Arabell Sheraton's Elephant, January 2007

Another room largely as it was. Rumoured to be the birthplace of the Hitler Youth movement, the library is brought to life by the large contemporary painting over the working fireplace. Again as restored it is a striking and attractive room, the large doors making it soundproof.

Meeting rooms are largely original having survived the war years and post war use as a propaganda radio station and training school. Careful restoration of fittings and furniture displays original sense of style looking surprisingly modern.
Gloom also clouds the outlook of an hotel trying to move its image on from its past. Using the Bauhaus legacy the ‘forbidden art’ of the Schickelgruber era is being added to the interior alongside a magnificent list of contemporary artists, including George Baselitz, Otto Dix and Elvira Bach. Schickelgruber’s own suite 100, used by German Chancellor Helmut Kohl in a summit with Russia’s President Putin has not only received the first significant remake, including the introduction of air conditioning, new bathrooms etc, but has had the work of Lionel Feininger selected, some original some beautiful reproductions. Short of demolishing what is a handsome building the use of the ‘decadent’ art (according to Schickelgruber’s beliefs) banned by the dictators regime is an interesting play on the historical view.

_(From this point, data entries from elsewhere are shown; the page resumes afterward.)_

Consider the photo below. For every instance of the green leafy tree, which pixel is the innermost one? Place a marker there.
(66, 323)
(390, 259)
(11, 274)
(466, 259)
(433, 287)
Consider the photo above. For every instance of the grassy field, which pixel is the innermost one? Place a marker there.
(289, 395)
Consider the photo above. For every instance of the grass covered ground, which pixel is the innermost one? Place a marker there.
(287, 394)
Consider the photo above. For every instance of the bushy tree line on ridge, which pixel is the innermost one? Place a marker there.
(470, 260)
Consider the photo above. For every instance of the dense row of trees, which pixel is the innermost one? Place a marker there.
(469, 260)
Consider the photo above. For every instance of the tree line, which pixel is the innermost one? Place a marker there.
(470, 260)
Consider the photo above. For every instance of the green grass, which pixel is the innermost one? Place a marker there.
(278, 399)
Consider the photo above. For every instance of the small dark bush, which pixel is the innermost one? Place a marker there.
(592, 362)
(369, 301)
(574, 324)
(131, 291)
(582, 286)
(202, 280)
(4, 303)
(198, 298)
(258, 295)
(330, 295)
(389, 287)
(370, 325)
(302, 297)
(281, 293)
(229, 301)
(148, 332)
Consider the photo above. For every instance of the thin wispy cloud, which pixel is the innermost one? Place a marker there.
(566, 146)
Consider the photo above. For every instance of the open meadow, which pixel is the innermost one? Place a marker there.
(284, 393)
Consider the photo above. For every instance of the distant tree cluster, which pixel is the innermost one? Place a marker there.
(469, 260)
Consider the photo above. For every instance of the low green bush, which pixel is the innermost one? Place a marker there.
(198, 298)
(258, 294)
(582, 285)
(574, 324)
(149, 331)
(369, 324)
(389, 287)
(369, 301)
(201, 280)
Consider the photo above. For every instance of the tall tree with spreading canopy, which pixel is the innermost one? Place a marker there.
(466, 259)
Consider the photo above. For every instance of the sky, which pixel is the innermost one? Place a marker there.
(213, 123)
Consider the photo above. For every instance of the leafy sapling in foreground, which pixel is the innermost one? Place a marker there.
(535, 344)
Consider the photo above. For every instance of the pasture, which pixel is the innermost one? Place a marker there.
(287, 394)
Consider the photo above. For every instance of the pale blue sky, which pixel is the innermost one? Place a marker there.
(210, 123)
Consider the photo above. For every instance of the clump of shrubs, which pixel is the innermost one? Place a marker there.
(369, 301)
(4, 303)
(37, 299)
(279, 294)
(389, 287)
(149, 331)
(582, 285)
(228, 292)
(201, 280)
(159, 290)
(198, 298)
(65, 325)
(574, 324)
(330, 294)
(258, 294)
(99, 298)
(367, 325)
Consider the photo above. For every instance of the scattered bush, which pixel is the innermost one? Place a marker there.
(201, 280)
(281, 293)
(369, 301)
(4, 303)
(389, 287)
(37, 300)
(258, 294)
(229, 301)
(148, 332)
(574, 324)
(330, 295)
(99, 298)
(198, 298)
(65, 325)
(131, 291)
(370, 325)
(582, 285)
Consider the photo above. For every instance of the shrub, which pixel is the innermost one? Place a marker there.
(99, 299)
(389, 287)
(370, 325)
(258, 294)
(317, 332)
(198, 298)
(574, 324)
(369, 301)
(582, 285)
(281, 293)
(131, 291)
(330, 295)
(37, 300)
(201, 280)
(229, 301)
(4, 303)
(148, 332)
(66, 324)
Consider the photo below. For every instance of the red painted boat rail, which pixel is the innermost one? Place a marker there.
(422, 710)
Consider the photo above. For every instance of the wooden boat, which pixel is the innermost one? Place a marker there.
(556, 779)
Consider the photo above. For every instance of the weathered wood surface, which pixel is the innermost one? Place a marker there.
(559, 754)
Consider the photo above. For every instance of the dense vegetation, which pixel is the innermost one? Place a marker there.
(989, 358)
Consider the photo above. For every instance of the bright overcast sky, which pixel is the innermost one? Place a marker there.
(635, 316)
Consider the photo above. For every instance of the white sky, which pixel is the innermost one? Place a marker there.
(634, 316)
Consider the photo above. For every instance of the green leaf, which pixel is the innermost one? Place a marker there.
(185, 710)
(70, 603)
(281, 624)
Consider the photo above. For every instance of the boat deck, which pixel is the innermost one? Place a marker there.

Much has been made of the use of the 1936 Olympic stadium for the world cup and the rehabilitation this brings to the stadium. The use of art rather than sport helps the rehabilitation of the Elephant. It is only a help however, and the introduction of new windows and air conditioning, as a part of a continuing and much needed refurbishment to bring the historic fabric up to current five star hotel standards, helps more.
The bar is an addition, using all the style cues from elsewhere in the building. Stylish and comfortable it would not be out of place in a larger more cosmopolitan city

Tour guides in Weimar conduct 2 million visitors a year around this town that symbolises so much of German history between the wars. The Bauhaus museum with its designs for million mark notes symbolises one side of German culture. The balcony at the front of the Elephant that Schickelgruber stood on to address crowds of four thousand cheering devotees is also a part of the guide’s itinerary. Buchenwald concentration camp on the on the edge of town also sullies this pretty town, once described as a palace in search of a court.